Très beaux textes, le cliché décrit et le questionnement du photographe. As-tu lu Patrick Blanchon qui décrit aussi ses interrogations ? J’aime aussi beaucoup le final, tu découvres le pourquoi de cette urgence et la fin… Merci, Juliette.
Merci pour le conseil, beaucoup de manques dans mes lectures en ce moments… Il faudrait que je vous lise tous….
beaucoup aimé ces deux développements
le descriptif, nécessaire comme la photo, très beau quand tu t’attardes sur les arbres
et puis l’introspection, la vie de cet homme qui dort dans l’herbe de ce parc et tout ce qui s’organise autour de la perception de ce corps vêtu d’orange, donc homme de chantier… avec toutes les questions qui en découlent
beaucoup aimé, et mon attention n’a pas faibli au cours de la lecture !
merci Juliette
Je fais souvent des photos vouées à mon cabinet privé, pour mémoire, pour archive. Il y a les photos de nu ou de sommeil de ceux que j’aime —le sommeil comme la lecture sont des sujets qui m’appellent très fort —. Certains portraits aussi. Et puis les photos de rue, qui posent la question de la tienne. J’essaie d’écrire des micro-poèmes pour capter ces situations plutôt que de prendre une photo, mais parfois le temps fait défaut et d’autres, je sens que quelque chose m’échappe dans l’image que ma mémoire seule ne saura pas déceler.
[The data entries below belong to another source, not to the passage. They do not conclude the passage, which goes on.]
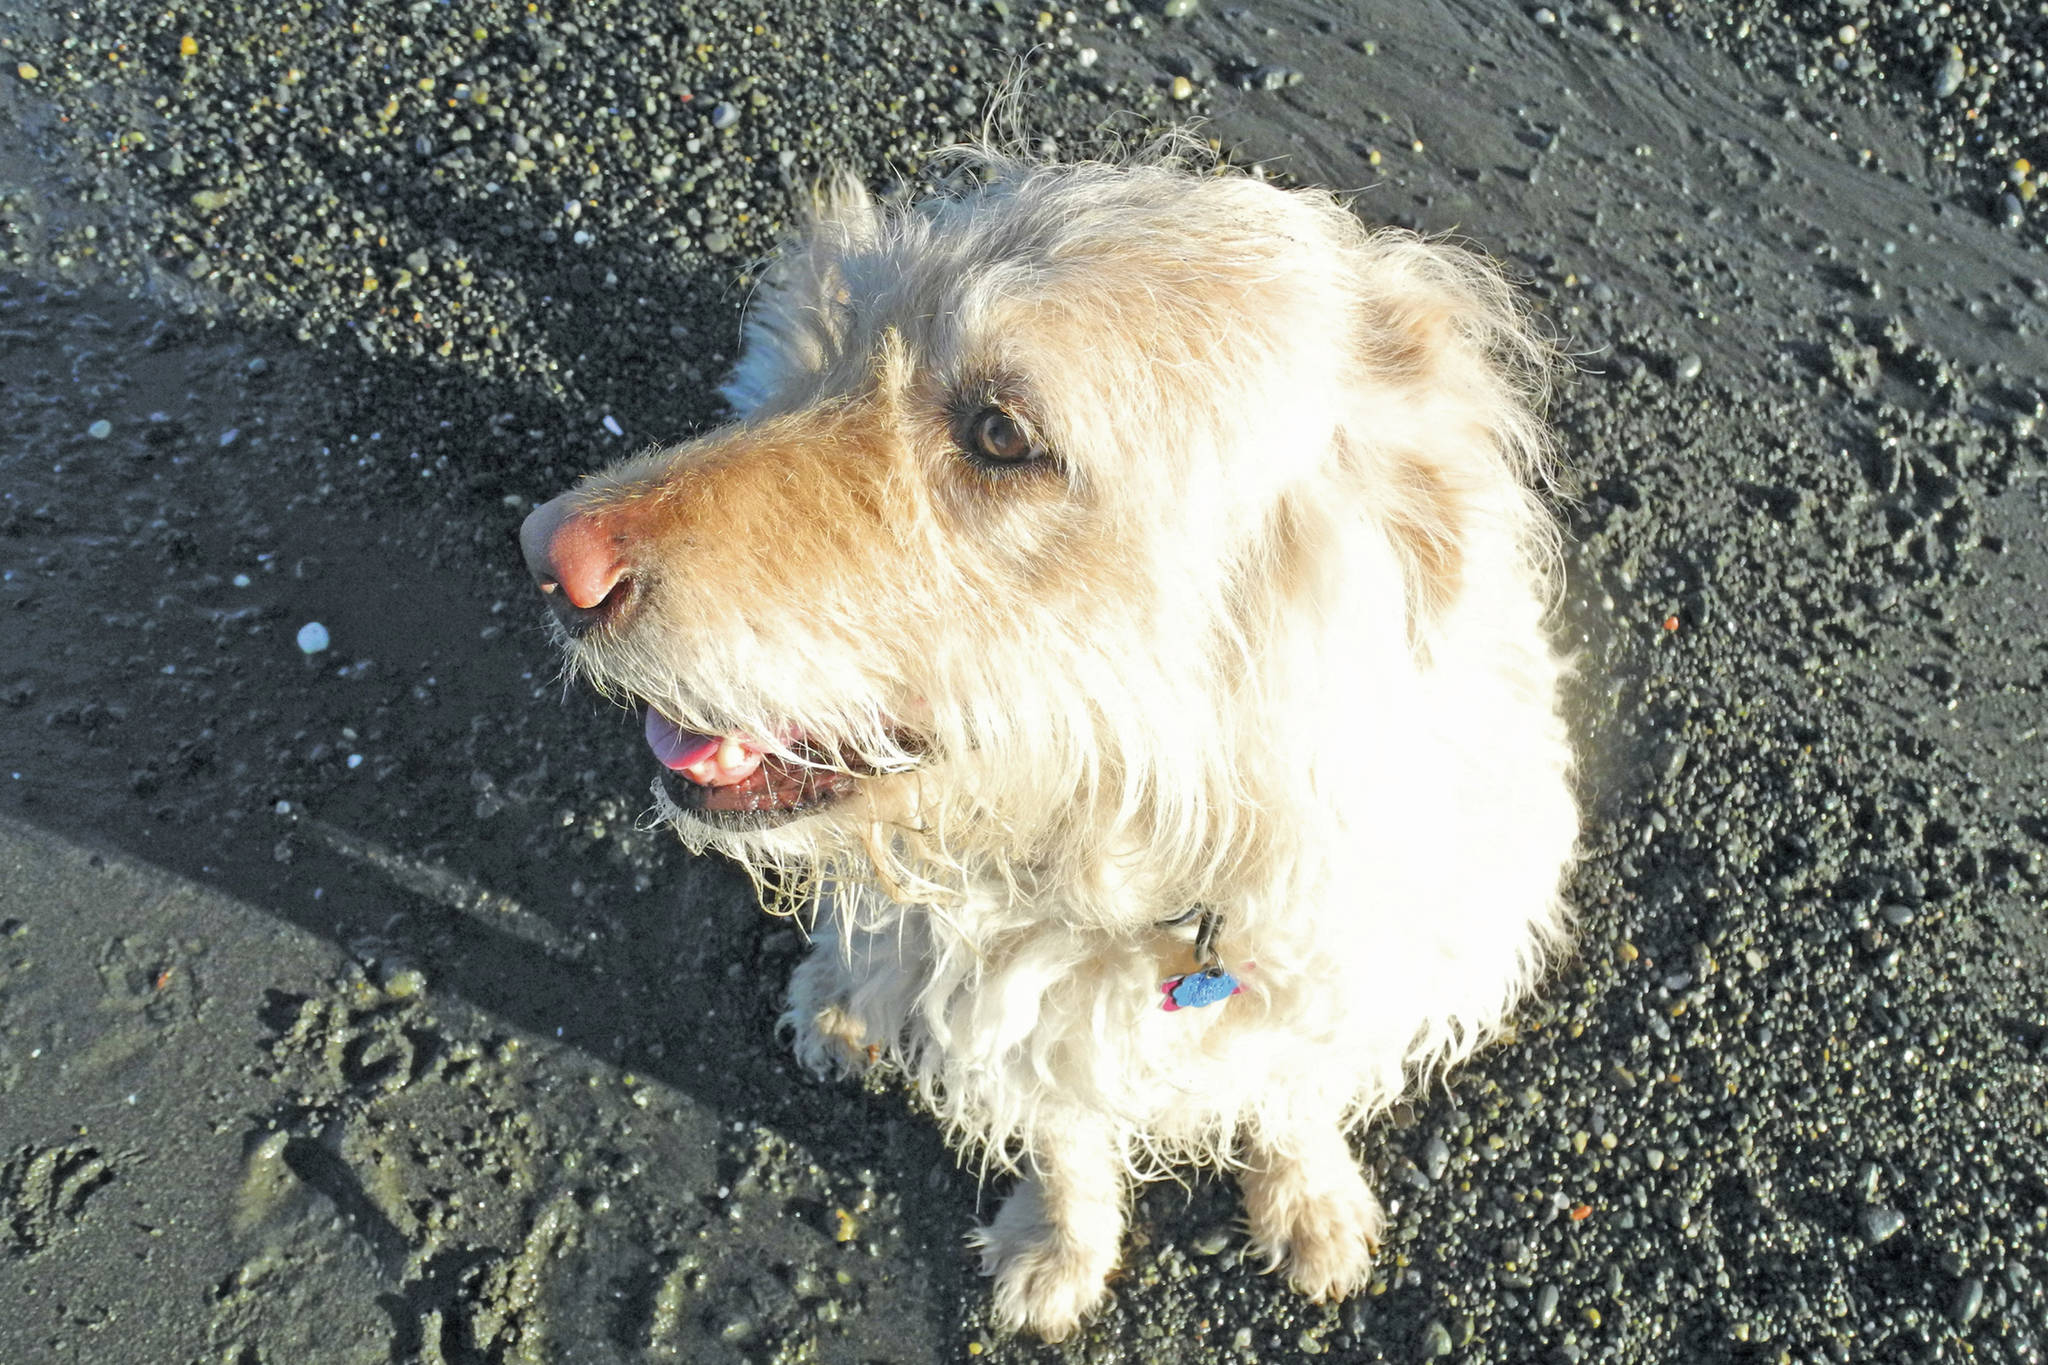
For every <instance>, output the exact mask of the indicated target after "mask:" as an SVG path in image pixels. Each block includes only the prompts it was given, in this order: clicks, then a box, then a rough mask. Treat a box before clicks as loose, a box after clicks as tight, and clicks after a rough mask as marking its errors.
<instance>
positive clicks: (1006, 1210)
mask: <svg viewBox="0 0 2048 1365" xmlns="http://www.w3.org/2000/svg"><path fill="white" fill-rule="evenodd" d="M1100 1232H1102V1230H1083V1228H1061V1226H1057V1224H1053V1222H1051V1220H1049V1218H1047V1212H1044V1195H1042V1191H1040V1189H1038V1183H1036V1181H1024V1183H1022V1185H1018V1187H1016V1191H1014V1193H1012V1195H1010V1197H1008V1199H1004V1207H1001V1209H997V1212H995V1222H991V1224H989V1226H985V1228H977V1230H975V1232H973V1234H971V1238H969V1240H971V1242H973V1244H975V1246H977V1248H979V1250H981V1273H983V1275H991V1277H993V1279H995V1322H997V1326H999V1328H1004V1330H1006V1332H1036V1334H1038V1336H1042V1338H1044V1340H1063V1338H1067V1336H1071V1334H1073V1330H1075V1328H1077V1326H1081V1318H1085V1316H1087V1314H1090V1312H1094V1310H1096V1308H1100V1306H1102V1302H1104V1300H1106V1297H1108V1295H1110V1287H1108V1279H1110V1271H1114V1269H1116V1246H1118V1240H1120V1218H1114V1216H1112V1226H1110V1228H1108V1236H1100Z"/></svg>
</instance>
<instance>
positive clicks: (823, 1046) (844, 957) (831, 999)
mask: <svg viewBox="0 0 2048 1365" xmlns="http://www.w3.org/2000/svg"><path fill="white" fill-rule="evenodd" d="M852 993H854V974H852V966H850V962H848V950H846V948H844V945H842V943H840V937H838V935H836V933H829V931H821V933H819V937H817V941H815V943H813V945H811V956H809V958H805V960H803V964H801V966H797V974H795V976H793V978H791V982H788V1009H786V1011H784V1013H782V1019H780V1029H782V1031H784V1033H786V1036H788V1038H791V1040H793V1042H795V1046H797V1060H799V1062H803V1066H805V1068H807V1070H811V1072H815V1074H819V1076H834V1074H840V1076H854V1074H860V1072H862V1070H866V1068H868V1066H870V1064H872V1062H874V1060H877V1054H879V1052H881V1046H879V1040H870V1038H868V1036H866V1027H864V1025H862V1023H860V1019H856V1017H854V1013H852V1009H850V1001H852Z"/></svg>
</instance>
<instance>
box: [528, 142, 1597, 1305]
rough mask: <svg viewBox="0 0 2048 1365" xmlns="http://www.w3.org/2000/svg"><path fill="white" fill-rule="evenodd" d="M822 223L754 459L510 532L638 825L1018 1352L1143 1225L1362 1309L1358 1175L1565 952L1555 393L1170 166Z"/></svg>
mask: <svg viewBox="0 0 2048 1365" xmlns="http://www.w3.org/2000/svg"><path fill="white" fill-rule="evenodd" d="M969 160H971V164H967V166H963V168H958V170H956V172H954V176H952V180H950V182H946V184H940V186H938V188H934V190H932V192H928V194H924V196H913V199H911V201H907V203H895V205H885V203H877V201H874V199H870V196H868V194H866V192H864V190H862V188H860V186H858V184H856V182H854V180H850V178H838V180H831V182H827V184H823V186H821V188H819V190H817V192H815V194H813V201H815V203H813V207H811V213H809V221H807V225H805V227H803V229H801V231H799V233H795V235H793V237H791V239H788V241H786V244H784V246H782V248H780V250H778V254H776V256H774V258H772V260H770V264H768V266H766V268H764V272H762V278H760V284H758V293H756V297H754V299H752V303H750V311H748V317H745V321H743V348H741V354H739V358H737V362H735V368H733V372H731V379H729V381H727V383H725V387H723V395H725V399H727V401H729V403H731V409H733V413H735V422H733V424H731V426H725V428H721V430H715V432H711V434H707V436H702V438H698V440H692V442H688V444H682V446H676V448H668V450H657V452H649V454H641V456H635V458H627V460H623V463H621V465H616V467H612V469H608V471H604V473H600V475H596V477H590V479H586V481H584V483H580V485H578V487H575V489H571V491H567V493H563V495H561V497H555V499H553V501H549V503H545V505H541V508H537V510H535V512H532V514H530V516H528V518H526V522H524V526H522V530H520V540H522V548H524V557H526V563H528V567H530V571H532V577H535V579H537V583H539V587H541V591H543V593H545V598H547V604H549V606H551V608H553V610H551V616H549V620H551V626H553V634H555V639H557V641H559V645H561V649H563V651H565V667H567V669H569V671H571V673H573V675H580V677H584V679H588V681H590V684H592V686H596V688H598V690H602V692H606V694H610V696H614V698H621V700H625V702H629V704H633V706H639V708H643V710H645V737H647V745H649V749H651V753H653V759H655V767H657V780H655V784H653V792H655V804H657V812H659V817H662V819H666V821H670V823H674V827H676V831H678V833H680V835H682V837H684V841H688V843H690V845H692V847H696V849H707V847H709V849H719V851H723V853H729V855H731V857H735V860H739V862H741V864H743V866H745V868H748V870H750V872H752V874H754V876H756V880H758V886H760V888H762V890H764V896H766V898H782V902H784V905H797V902H801V905H805V907H807V911H809V915H813V917H815V919H813V921H811V927H813V948H811V952H809V956H807V958H805V962H803V964H801V966H799V968H797V972H795V978H793V982H791V988H788V1013H786V1015H784V1019H782V1023H784V1027H786V1029H788V1031H791V1033H793V1038H795V1050H797V1056H799V1058H801V1060H803V1062H805V1064H807V1066H809V1068H813V1070H817V1072H827V1074H829V1072H848V1070H860V1068H864V1066H870V1064H883V1066H895V1068H901V1072H903V1074H907V1076H909V1081H913V1083H915V1087H918V1091H920V1093H922V1097H924V1101H926V1103H928V1105H930V1109H932V1111H934V1113H936V1117H938V1119H940V1121H942V1124H944V1126H946V1130H948V1134H950V1138H952V1140H954V1142H956V1144H961V1146H963V1148H967V1150H975V1152H979V1154H981V1158H983V1160H985V1162H987V1164H989V1166H997V1169H1006V1171H1014V1173H1016V1175H1018V1177H1020V1179H1018V1185H1016V1189H1014V1191H1012V1193H1010V1195H1008V1199H1006V1201H1004V1203H1001V1207H999V1209H997V1214H995V1218H993V1220H991V1222H989V1224H987V1226H981V1228H979V1230H977V1232H973V1234H971V1240H973V1244H975V1246H977V1248H979V1254H981V1267H983V1271H985V1273H987V1275H991V1277H993V1310H995V1318H997V1322H999V1324H1001V1326H1004V1328H1012V1330H1018V1328H1022V1330H1034V1332H1036V1334H1040V1336H1044V1338H1049V1340H1057V1338H1061V1336H1067V1334H1069V1332H1073V1330H1075V1328H1077V1324H1079V1322H1083V1318H1085V1316H1087V1314H1090V1312H1094V1310H1096V1308H1098V1306H1102V1302H1104V1300H1106V1297H1108V1279H1110V1275H1112V1271H1114V1267H1116V1261H1118V1244H1120V1238H1122V1230H1124V1222H1126V1216H1128V1199H1130V1191H1133V1185H1135V1183H1137V1181H1147V1179H1157V1177H1165V1175H1169V1173H1171V1171H1174V1169H1178V1166H1182V1164H1186V1162H1206V1164H1212V1166H1221V1169H1225V1171H1229V1173H1233V1175H1235V1179H1237V1183H1239V1187H1241V1191H1243V1209H1245V1220H1247V1228H1249V1244H1251V1250H1253V1252H1257V1254H1260V1257H1264V1261H1266V1263H1268V1265H1270V1267H1274V1269H1284V1271H1286V1275H1288V1279H1290V1281H1292V1285H1294V1287H1296V1289H1298V1291H1300V1293H1305V1295H1309V1297H1315V1300H1331V1297H1339V1295H1346V1293H1352V1291H1356V1289H1360V1287H1362V1285H1366V1283H1368V1281H1370V1267H1372V1252H1374V1248H1376V1242H1378V1234H1380V1224H1382V1207H1380V1201H1378V1199H1376V1197H1374V1191H1372V1187H1370V1185H1368V1181H1366V1175H1364V1171H1362V1166H1360V1160H1358V1156H1356V1154H1354V1150H1352V1144H1350V1134H1352V1132H1356V1130H1358V1128H1360V1126H1364V1124H1368V1121H1370V1119H1372V1117H1374V1115H1380V1113H1382V1111H1386V1109H1389V1107H1391V1105H1393V1103H1395V1101H1397V1099H1399V1097H1401V1095H1403V1091H1405V1089H1407V1087H1409V1085H1411V1083H1413V1081H1415V1078H1417V1076H1421V1074H1430V1072H1436V1070H1440V1068H1444V1066H1448V1064H1450V1062H1454V1060H1458V1058H1460V1056H1464V1054H1468V1052H1470V1050H1473V1048H1475V1046H1479V1044H1481V1042H1485V1040H1489V1038H1491V1036H1495V1033H1499V1031H1503V1027H1505V1019H1507V1015H1509V1011H1511V1009H1513V1005H1516V1003H1518V1001H1520V999H1522V997H1524V995H1526V993H1528V990H1530V988H1532V986H1534V984H1536V982H1538V978H1540V974H1542V972H1544V968H1546V964H1548V962H1550V960H1554V956H1556V954H1559V952H1561V950H1563V948H1565V943H1567V939H1569V915H1567V909H1565V905H1563V898H1561V882H1563V878H1565V874H1567V870H1569V864H1571V857H1573V845H1575V839H1577V829H1579V817H1577V806H1575V796H1573V778H1571V767H1573V761H1571V749H1569V741H1567V729H1565V722H1563V718H1561V712H1559V681H1561V671H1563V663H1561V657H1559V655H1556V653H1554V651H1552V647H1550V643H1548V639H1546V630H1544V618H1546V610H1548V604H1550V598H1552V583H1554V561H1556V532H1554V522H1552V518H1550V516H1548V514H1546V510H1544V501H1542V493H1544V491H1546V487H1548V479H1550V471H1552V454H1550V442H1548V436H1546V428H1544V424H1542V420H1540V407H1542V401H1544V395H1546V383H1548V379H1550V372H1552V356H1550V350H1548V346H1546V342H1544V340H1542V338H1540V336H1538V332H1536V329H1534V327H1532V323H1530V319H1528V315H1526V311H1524V309H1522V307H1520V303H1518V297H1516V293H1513V291H1511V287H1509V284H1507V282H1505V280H1503V276H1501V272H1499V270H1497V268H1495V266H1491V264H1489V262H1485V260H1483V258H1479V256H1475V254H1468V252H1464V250H1460V248H1452V246H1444V244H1436V241H1427V239H1423V237H1417V235H1413V233H1407V231H1393V229H1366V227H1364V225H1360V221H1358V219H1356V217H1354V215H1352V213H1350V211H1348V209H1346V207H1343V205H1341V203H1339V201H1337V199H1333V196H1331V194H1327V192H1319V190H1282V188H1278V186H1274V184H1270V182H1266V180H1264V178H1260V176H1255V174H1237V172H1231V174H1212V172H1210V174H1204V172H1200V170H1190V168H1186V166H1184V164H1180V162H1178V160H1176V158H1171V156H1143V153H1139V156H1126V158H1122V160H1120V162H1114V164H1042V162H1034V160H1026V158H1012V156H1006V153H997V151H981V153H975V156H971V158H969Z"/></svg>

Pour Tôt, ce travail sur les heures de ménage au CNSMDP, la question des photos est omniprésente, je me retiens beaucoup, essaie d’écrire au plus précis. Je ne suis pas photographe, alors la légitimité si fragile encore dans ce travail ne peut pas se permettre ce genre de confusion. Je photographie les lieux, en lieu et place des personnes. Leurs ombres parfois. Merci d’avoir risquée celle-là.